Development Workflow
Figure 1 shows the complete development process of RAG SDK. You can refer to the following content to call APIs.
In the running phase, execute related test cases as the HwHiAiUser user.
Knowledge base building and online QA can be performed concurrently. See the corresponding demo for implementation details.
- Build a knowledge base.
- Upload, load, and split domain-specific documents. And then, initialize the document processing tools. You can register the document parser (see Document Parsing, LangChain document parsing APIs, or LangChain-based custom APIs) and document splitter (see Langchain-based document splitting API or custom API) based on the type of the uploaded file. The supported document types include Docx, Excel, PDF, and PowerPoint. Finally, you can load parsing and splitting functions as required to output the document chunks after document splitting.
- Vectorize the text. Load the embedding model (see Vectorization) and set the parameters based on the model path. The document chunks generated after document splitting are vectorized and then stored in a vector database for knowledge base management.
- Refer to Documentation Management in a Knowledge Base to initialize knowledge base management, including initializing the relational database and vector database (see Relational Database and Vector Databases).

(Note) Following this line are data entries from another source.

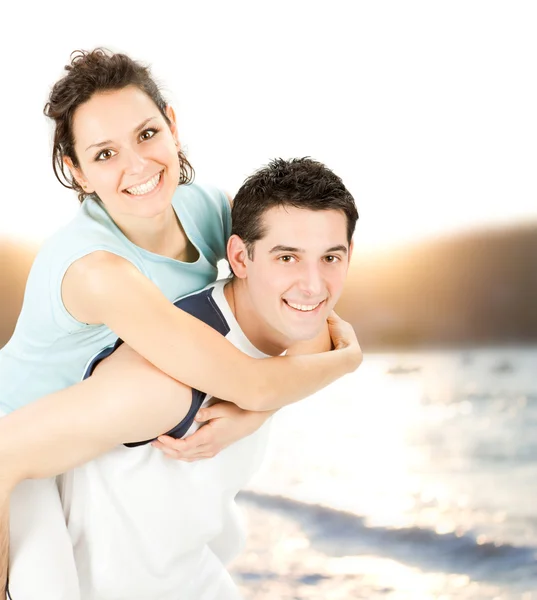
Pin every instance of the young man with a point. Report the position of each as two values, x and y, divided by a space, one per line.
145 527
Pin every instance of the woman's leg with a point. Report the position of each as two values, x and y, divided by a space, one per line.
127 399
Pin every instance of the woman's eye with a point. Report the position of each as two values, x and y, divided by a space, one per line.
105 155
331 259
147 134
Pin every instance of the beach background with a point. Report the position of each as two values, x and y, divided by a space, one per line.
415 477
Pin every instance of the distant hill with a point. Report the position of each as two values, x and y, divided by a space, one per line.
15 261
476 288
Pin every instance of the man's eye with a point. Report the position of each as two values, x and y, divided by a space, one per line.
105 155
147 134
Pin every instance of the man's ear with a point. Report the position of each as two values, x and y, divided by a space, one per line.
237 256
170 113
78 176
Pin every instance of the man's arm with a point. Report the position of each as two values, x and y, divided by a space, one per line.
4 543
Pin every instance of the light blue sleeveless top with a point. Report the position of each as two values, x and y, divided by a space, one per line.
49 348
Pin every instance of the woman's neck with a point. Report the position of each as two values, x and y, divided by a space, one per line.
162 234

The split document chunks are stored in the relational database, and the vectorized chunks are stored in the vector database.
- Perform online QA.
- Initialize the cache (see Cache Module, which is optional). RAG SDK supports cache configuration and proximity searches. During QA, the system preferentially searches for the answer from the cache. If the answer is hit, the system directly returns the answer in the cache. If the cache is not configured or the question is not hit, the following inference process continues.

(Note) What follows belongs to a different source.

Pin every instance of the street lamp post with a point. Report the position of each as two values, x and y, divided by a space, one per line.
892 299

- Initialize the chain (see Model Chain). The chain is used to connect LLMs, and retrieval and re-ranking modules for QA. You can select chains such as text-to-text, text-to-image, and image-to-image. Multiple rounds of dialogs and parallel retrieval and inference are supported.
- Initialize the retrieval mode (see Retrieval). You can define the retrieval model, such as proximity retrieval and query rewriting. After a question is vectorized by the embedding model, the context can be found in the knowledge base through retrieval for further processing.
- Use the reranker to fine-tune the retrieved context to improve the retrieval quality (see Re-ranking, which is optional).
- Assemble the question and context into a prompt, pass the prompt to an LLM (see Large Language Models) for inference, and return the answer to the user. If a cache is configured, the QA pair is updated to the cache after QA is complete. When the answer is hit again, the QA time is shortened.